Monday, May. 28, 1951

P.G. Flitters On

NOTHING SERIOUS (222 pp.) -- P.G. Wodehouse--Doubleday ($2.50).

"A crusty roll, whizzing like a meteor out of the unknown, shot past the Crumpet . . . and shattered itself against the wall. Noting that his guest had risen some eighteen inches into the air, the Crumpet begged him not to give the thing another thought. 'Just someone being civil,' he explained."

In an era of the impolite grenade, the civil roll may come as a pleasant intrusion, especially if it doesn't hit anybody. And P.G. Wodehouse never hits anybody. In his new book of short stories, as in dozens of his previous volumes of fiction, there is nobody to hit. Rather, there is a pawky plenty of the same nobodies that have populated all his stories, the same fluffy crumbs off the British upper crust. In Nothing Serious, Wodehouse gathers his crumbs as gracefully as ever into amusing little heaps of no significance whatever--except as reminders that there used to be a cake.

Here's Your Muffler. The impeccable Jeeves and the peccant Bertie Wooster, P.G.'s most famous characters, do not figure in these stories. Instead, there is the terrible Lord Bodsham, "The Curse of the Eastern Counties," and his dimwit daughter, Mavis Peasmarch. There is Freddie Widgeon, "a pretty clear-thinking chap [who] realized that you can't go strewing babies all over the place"; and Horace Bewstridge, an indomitable golfer who "clasped [Vera Witherby] to his bosom, using the interlocking grip."

Fate whacks at Wodehouse characters like a duffer with a No. 7 iron. There is the problem of Agnes Flack, when a Pekingese picks up her ball on the 18th green and carries it into the clubhouse--should she blast out with a niblick? And there is the predicament of Bingo Little, when his child's nurse, a motherly woman, trails him to an assignation to give him his woolly muffler.

Speak Civilly to Blondes.

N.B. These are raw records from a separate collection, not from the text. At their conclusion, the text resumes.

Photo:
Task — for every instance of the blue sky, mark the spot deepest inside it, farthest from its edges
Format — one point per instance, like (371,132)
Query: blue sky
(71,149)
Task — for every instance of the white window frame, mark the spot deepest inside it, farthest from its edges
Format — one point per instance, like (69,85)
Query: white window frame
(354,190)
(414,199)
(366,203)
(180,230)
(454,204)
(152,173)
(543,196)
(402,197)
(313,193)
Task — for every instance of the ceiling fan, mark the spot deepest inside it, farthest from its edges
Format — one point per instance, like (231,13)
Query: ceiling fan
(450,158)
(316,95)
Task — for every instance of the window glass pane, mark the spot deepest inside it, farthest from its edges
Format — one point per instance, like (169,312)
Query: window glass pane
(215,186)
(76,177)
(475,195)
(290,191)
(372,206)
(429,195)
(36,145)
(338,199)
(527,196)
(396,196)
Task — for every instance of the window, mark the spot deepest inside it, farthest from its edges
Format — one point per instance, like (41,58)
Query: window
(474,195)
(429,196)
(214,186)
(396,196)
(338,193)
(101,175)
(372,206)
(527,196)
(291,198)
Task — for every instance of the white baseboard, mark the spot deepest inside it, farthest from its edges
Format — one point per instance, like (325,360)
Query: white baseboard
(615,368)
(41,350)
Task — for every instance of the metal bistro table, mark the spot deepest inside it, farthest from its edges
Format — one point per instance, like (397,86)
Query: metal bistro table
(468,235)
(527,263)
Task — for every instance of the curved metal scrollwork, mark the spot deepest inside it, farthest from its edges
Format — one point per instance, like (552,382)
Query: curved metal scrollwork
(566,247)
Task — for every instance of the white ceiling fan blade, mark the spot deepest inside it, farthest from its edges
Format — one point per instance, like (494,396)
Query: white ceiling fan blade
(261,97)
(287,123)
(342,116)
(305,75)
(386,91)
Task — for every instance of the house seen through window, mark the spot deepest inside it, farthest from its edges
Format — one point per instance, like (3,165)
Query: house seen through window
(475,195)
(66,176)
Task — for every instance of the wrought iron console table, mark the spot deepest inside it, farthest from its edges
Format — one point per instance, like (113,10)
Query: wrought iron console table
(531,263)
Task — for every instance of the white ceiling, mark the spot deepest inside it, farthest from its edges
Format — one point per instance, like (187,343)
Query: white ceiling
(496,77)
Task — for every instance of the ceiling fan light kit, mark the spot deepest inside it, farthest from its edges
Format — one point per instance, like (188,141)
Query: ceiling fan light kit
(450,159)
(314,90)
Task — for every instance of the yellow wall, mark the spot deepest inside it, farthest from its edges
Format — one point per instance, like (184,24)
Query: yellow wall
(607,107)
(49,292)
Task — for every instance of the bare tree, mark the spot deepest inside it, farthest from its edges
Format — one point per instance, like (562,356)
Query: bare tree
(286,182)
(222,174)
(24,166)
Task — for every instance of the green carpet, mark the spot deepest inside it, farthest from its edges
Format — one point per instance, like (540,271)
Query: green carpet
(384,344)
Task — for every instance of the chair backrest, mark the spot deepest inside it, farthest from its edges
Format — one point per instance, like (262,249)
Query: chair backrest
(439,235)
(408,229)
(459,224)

In the mazes of such quandaries, Wodehouse characters frequently wander down mysterious passages of prose: "Like so many young doctors with agreeable manners and frank blue eyes, Ambrose Gussett continued to be an iodoform-scented butterfly flitting from flower to flower but never resting on any individual bloom long enough to run the risk of having to sign on the dotted line." But in the end they generally find their way out, bearing on their lips a word of Wodehouse wisdom.

"Many a man may look respectable," says Stanley Featherstonehaugh Ukridge, himself the most respectable of cadgers, "and yet be able to hide at will behind a spiral staircase." Lord Emsworth opines: "Speak civilly to blondes, and they will speak civilly to you." And one of the deepest truths in all Wodehouse is expressed by the Oldest Member--a figure who sounds suspiciously like the author himself, now 69. "The true golfing spirit," says the Oldest Member. "That is what matters in this life."